If you believe you are over-weight, you may have several options to help you lose weight. The first thing you should do is consult your physician to conduct a complete health physical, including bloodwork to determine if you have any health problems that may have caused your weight gain or any illnesses that may hinder your weight loss goals. Your doctor should also calculate your Body Mass Index (BMI) to determine what is a healthy weight for you based on your height and weight. This will help you know exactly how much weight you should lose to be a healthier you.
One of the first steps to addressing weight-loss is to establish how much food is eaten daily. Buy a notebook and keep a food journal of every food and drink you took in daily for breakfast, lunch, dinner, and snacks. Next you should calculate how many calories are associated with these foods and measure how much was consumed during each meal setting. Calorie-counting is a crucial step to losing weight because you need to compare it to the amount of calories that were burned throughout your day. Weight-loss is measured by calories burned exceeding calories consumed.

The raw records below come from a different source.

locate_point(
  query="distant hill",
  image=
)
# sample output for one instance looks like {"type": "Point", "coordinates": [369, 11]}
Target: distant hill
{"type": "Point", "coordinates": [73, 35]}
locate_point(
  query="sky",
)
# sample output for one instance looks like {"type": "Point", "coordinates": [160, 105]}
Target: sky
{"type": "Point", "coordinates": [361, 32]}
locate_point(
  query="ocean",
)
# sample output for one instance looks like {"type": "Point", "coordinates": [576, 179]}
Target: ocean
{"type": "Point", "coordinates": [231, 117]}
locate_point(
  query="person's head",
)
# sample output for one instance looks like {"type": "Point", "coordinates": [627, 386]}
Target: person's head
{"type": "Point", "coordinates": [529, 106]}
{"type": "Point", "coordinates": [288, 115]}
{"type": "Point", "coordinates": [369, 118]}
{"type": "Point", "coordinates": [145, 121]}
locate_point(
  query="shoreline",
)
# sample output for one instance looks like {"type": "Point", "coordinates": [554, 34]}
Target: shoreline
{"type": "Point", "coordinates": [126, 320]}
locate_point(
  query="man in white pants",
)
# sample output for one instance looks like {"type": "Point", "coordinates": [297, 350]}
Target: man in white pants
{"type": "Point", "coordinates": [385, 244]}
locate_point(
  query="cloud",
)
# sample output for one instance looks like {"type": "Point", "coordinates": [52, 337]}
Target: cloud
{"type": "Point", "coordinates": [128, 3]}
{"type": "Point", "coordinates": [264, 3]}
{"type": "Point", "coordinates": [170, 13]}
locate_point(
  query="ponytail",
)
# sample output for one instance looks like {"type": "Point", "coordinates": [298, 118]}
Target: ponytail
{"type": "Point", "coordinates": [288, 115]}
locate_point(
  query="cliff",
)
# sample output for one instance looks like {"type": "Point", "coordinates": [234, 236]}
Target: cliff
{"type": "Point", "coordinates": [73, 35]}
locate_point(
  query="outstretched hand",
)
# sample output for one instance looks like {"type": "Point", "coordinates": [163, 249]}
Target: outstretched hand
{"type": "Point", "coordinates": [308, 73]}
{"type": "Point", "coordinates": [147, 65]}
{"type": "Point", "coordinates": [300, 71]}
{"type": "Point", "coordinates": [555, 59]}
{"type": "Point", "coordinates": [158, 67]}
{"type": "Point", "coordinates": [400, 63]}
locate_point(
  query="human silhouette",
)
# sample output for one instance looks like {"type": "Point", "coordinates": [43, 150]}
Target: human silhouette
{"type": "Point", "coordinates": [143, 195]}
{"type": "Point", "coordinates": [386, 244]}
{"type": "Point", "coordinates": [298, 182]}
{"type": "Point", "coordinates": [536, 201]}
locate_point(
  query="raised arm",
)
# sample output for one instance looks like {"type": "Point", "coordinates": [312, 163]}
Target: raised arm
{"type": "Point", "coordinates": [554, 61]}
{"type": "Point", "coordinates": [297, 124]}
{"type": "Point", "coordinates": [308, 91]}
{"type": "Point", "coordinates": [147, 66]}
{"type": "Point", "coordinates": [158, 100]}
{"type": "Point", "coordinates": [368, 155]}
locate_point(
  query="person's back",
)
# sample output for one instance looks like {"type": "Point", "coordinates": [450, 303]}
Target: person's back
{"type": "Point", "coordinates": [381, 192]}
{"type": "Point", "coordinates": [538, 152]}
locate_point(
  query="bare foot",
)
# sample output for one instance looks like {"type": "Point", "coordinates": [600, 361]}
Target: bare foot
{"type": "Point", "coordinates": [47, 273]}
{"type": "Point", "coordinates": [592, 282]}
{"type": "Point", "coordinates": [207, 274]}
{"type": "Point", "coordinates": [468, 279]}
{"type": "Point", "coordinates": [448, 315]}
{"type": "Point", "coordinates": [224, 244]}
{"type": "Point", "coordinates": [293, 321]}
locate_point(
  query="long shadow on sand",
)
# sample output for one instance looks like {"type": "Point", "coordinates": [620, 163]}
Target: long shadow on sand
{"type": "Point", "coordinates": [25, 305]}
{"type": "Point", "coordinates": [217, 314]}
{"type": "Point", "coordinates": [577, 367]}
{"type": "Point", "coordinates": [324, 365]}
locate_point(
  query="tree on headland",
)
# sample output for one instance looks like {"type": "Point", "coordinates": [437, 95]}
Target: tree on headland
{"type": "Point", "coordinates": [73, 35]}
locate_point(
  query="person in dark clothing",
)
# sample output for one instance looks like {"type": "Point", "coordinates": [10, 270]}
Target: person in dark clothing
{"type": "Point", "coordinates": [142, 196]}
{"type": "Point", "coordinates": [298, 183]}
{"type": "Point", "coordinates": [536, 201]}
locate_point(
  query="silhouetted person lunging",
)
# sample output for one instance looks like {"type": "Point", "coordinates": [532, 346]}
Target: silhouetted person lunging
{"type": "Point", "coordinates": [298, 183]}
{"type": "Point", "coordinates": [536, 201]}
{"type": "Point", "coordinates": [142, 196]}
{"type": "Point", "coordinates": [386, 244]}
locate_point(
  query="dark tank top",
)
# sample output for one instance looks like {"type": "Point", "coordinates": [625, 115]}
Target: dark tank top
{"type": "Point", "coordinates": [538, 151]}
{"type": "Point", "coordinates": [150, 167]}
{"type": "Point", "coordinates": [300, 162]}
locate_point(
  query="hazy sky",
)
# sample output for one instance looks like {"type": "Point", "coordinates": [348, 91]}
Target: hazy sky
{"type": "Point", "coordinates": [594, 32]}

Weight-loss is best achieved when you modify your lifestyle. This is recommended to prevent weight-gain after you have achieved your weight-loss goals. First choose foods from each of the five basic food groups that you like and incorporate them into your meal plan. Come up with various options to choose from at each meal setting, so you can switch up your food selections. Choose low-calorie meals that will give you energy and protein to fulfill your daily activities, but do not consume more than 1500 calories for women and 2000 calories for men daily until you reach your weight-loss goals.
In addition to the activities you complete everyday, you should implement cardiovascular and muscle-strengthening exercises to your daily routine. The American Heart Association recommends people to exercise at least 30 minutes every day. This can include walking, swimming, yoga or some type of activity to increase your heart rate and blood flow throughout your body. Muscle-strengthening exercises are done daily to increase endurance of your muscle groups. It is not recommended to exercise the same muscle groups every day, so it is best to alternate larger groups, such as doing arm exercises on Mondays, Wednesdays, and Fridays, and leg exercises on Tuesdays, Thursdays, and Saturdays. Abdominal exercises can be done daily, but choose different options to prevent boredom and work every muscle group within your abdominal cavity to get a firm, toned mid-section.
Establish a 90-day weight loss plan and monitor your success at the end of every week. Give yourself short-term goals to reach at the end of 30 days and reward yourself with gifts, such as a manicure/pedicure, for your progress. If your weight-loss goals are harder to achieve or if you are not losing the recommended amount of weight on your own, seek assistance from a trainer or a nutritionist, and maybe even a surgeon to offer you gastric surgery options to get you closer to your ideal BMI if you have not succeeded after your long-tern goals have not been achieved.